Сегодня утром приходили ко мне рудаковские мужики, которые покупают часть Овсянникова, и принесли под расписку задаток — тысячу рублей.Мне было ужасно неприятно. Я одна в комнате. Потела, морщилась и ахала. Самый поступок — взять из рук мужиков 1000 рублей, пересчитать их и унести к себе, ужасно было тяжело и неприятно. Я старалась не слишком показывать и рассказывать своим, до какой степени мне это неприятно, а то как будто этим оправдываешься. Да потом, они могут мне сказать, что если это мне тяжело, то зачем я это делаю, и будут совершенно правы. А зачем я это делаю? Я совсем не знаю. И не могу себе ответить на это. Вероятно, потому, что еще очень люблю деньги и то, что на них покупается.
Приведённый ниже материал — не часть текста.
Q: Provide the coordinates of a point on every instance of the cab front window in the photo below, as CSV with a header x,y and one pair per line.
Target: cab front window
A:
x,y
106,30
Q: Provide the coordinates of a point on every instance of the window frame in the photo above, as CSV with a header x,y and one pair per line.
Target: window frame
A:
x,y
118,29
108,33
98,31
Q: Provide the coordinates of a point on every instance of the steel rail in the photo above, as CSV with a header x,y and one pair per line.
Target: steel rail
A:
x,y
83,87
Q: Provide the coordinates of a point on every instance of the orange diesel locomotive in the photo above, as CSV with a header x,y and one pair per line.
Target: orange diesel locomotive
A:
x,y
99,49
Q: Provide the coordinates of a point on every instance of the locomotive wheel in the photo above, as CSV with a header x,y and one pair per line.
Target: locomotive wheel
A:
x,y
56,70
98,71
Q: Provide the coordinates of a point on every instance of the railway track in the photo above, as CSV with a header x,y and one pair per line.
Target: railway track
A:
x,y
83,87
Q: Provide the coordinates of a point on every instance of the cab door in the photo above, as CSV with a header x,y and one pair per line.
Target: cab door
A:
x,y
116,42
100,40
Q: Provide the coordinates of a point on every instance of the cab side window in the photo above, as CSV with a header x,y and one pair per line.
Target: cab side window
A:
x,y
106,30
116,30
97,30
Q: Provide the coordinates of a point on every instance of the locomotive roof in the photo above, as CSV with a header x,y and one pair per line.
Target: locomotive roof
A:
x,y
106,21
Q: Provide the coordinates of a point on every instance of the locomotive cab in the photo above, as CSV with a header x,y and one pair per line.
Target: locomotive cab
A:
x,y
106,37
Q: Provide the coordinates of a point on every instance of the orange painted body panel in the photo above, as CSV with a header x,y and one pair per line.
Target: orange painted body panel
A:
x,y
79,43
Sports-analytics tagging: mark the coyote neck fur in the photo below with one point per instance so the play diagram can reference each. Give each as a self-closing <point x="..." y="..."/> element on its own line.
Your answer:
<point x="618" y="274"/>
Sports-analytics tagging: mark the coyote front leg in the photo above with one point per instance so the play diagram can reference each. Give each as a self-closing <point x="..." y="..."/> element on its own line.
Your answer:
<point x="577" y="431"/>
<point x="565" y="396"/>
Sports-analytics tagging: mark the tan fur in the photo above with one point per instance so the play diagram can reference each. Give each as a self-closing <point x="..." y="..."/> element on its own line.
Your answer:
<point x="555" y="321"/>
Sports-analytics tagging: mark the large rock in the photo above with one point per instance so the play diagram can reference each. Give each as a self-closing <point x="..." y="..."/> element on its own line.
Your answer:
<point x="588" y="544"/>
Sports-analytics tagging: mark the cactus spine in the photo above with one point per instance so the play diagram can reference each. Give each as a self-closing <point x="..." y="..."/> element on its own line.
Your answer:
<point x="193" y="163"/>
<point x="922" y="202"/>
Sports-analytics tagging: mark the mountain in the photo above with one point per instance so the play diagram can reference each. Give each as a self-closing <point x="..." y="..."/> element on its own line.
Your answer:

Видела во сне Черткова. Это потому, что вчера говорили о них. Папа хочет со мной съездить туда, но мама, вероятно, нас не пустит.
2 часа ночи.
Приехал дедушка Ге, и мы только сейчас разошлись спать.
По раздельному акту между детьми Толстого Татьяна Львовна получила небольшое имение Овсянниково близ Ясной Поляны в 180 десятин земли и 28 000 р. Крестьянам деревни Рудаково в 8-ми верстах от Ясной Поляны она продала, по-видимому, 45 десятин земли. Оставшиеся непроданными 135 десятин она решила сдать в аренду овсянниковским крестьянам. 27 августа 1894 г. Толстой писал Льву и Марье Толстым: «Вчера Таня ездила в Овсянниково с мужиками писать условие. (…) Она, приехавши, была очень грустна (…) я спросил ее, отчего она грустна? (…) Она сказала: „Овсянниково. Зачем делать гадости, когда они никому не нужны?“ (…) Я придумал ей, как сделать. И сердце радовалось во мне» (т. 67, с. 209).